The longer growing season and warmer winter also increase wheat yields. When Margaret Lauterbach, the Idaho Statesman's garden columnist, moved to Boise in 1971 she was told she was "moving to the banana belt."
Then in 1974, winter temperatures dropped to 20 degrees below zero. It's been getting steadily warmer, and she has watched as vines like Virginia creeper have spread all over the area.
The shift has made the area better for plants that thrive in warmer, longer seasons, she said.
"There are some hardy bananas we could grow here," Lauterbach said.
Extra water now runs through Idaho Power Co.'s dams in the spring - when the company already has more than it needs and when state reservoir operators can't capture it all for storage. Streamflows are lower in the summer when power demand spikes as people turn on their air conditioners and run them longer than they did two decades ago.
New studies by Daniel Issak of the U.S. Forest Service's Rocky Mountain Research Station show that in seven of 10 years since 1993, Boise River tributary stream temperatures have risen above 68 degrees, the threshold that stresses trout and salmon.
Before 1990, research shows, the Boise River's temperatures reached the 68-degree mark only once every 10 years. In those seven of 10 years since 1993, fish have had to live in this warm water for up to nine days a year. That will continue to rise and perhaps accelerate, Issak said.
Rainbow trout have held their own so far but have moved around the basin as forest fires have caused different river segments to warm up. But bull trout, already a threatened species, have been losing 8 to 16 percent of their habitat due to dropping streamflows and rising temperatures.
The warmer winters have caused ski hills across the region to open later more often, costing the resorts an early season seen as key to a successful skiing business.

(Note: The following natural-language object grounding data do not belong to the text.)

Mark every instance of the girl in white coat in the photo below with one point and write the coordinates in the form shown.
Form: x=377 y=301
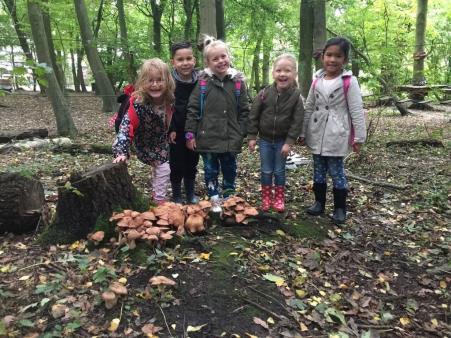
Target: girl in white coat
x=333 y=124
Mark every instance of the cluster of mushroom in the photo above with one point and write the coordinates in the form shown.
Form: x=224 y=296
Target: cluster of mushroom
x=237 y=208
x=113 y=293
x=159 y=224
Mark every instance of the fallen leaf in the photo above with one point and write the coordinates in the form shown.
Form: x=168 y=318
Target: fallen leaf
x=261 y=322
x=195 y=328
x=114 y=324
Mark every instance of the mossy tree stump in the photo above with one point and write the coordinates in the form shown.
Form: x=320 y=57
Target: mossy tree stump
x=21 y=202
x=87 y=196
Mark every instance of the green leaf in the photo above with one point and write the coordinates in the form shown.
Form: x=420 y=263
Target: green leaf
x=334 y=315
x=26 y=323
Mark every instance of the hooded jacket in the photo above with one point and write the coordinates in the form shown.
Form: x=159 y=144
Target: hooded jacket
x=276 y=116
x=328 y=117
x=222 y=126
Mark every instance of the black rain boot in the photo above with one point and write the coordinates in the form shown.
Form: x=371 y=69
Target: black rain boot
x=191 y=198
x=339 y=216
x=320 y=199
x=176 y=192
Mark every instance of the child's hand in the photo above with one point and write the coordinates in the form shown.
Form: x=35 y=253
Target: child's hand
x=120 y=158
x=191 y=144
x=285 y=150
x=251 y=144
x=172 y=137
x=356 y=147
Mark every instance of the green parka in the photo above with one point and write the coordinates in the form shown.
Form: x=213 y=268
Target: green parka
x=222 y=127
x=276 y=116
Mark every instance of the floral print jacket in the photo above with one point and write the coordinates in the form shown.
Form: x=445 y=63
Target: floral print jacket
x=151 y=138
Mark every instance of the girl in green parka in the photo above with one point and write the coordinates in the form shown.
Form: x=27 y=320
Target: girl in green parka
x=276 y=118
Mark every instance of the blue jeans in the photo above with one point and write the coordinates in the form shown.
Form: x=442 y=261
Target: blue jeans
x=333 y=165
x=226 y=162
x=272 y=162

"You need snow early to get people excited," said Jack Sibbach, a spokesman for Sun Valley Ski Resort.
Sun Valley and other resorts, like Tamarack, have installed snowmaking equipment to help, but they still need natural snow and cool-enough temperatures. Last year, Sun Valley didn't open until Dec. 10.
The entire industry is working to come to grips with global warming, Sibbach said.
"I think in the industry people are realizing it is affecting them all over the globe, affecting getting people into the sport," he said.
Idaho's hunters, fishermen, campers, boaters and hikers have had to adjust their lives to the changing conditions. Forest fires have increased 400 percent since 1980, and 600 percent more acres have burned since then, said Tom France, regional director for the National Wildlife Federation.
The Bruneau River, a popular desert floating destination, has had only five average or better water years since 1985 and the last one was 1999, said Ron Abramovich with the U.S. Natural Resources Conservation Service.
"The desert is sensitive to change much more than the high elevations," he said.
So what's next?
"The one thing people have to understand is that the warming won't stop," the Climate Impacts Group's Slaughter said.
That means some of the positive attributes will turn negative somewhere down the line, he said. For anglers it means trout and salmon may disappear in the low elevations and be replaced by smallmouth bass.
Elk could become even more numerous, France said, but mountain goats could disappear. Forests will change from species like whitebark pines (a crucial food source for grizzly bears) to Douglas fir in the higher elevations - and to grasslands and brush in forests along the Boise Front. Invasive species like cheatgrass will continue to force out natives like sagebrush, and tropical diseases like malaria may even show up.
Even if the world reduces greenhouse gases, it will be more than a century before the warming stops, Slaughter said. "We've already bought into a lot of climate change," he said.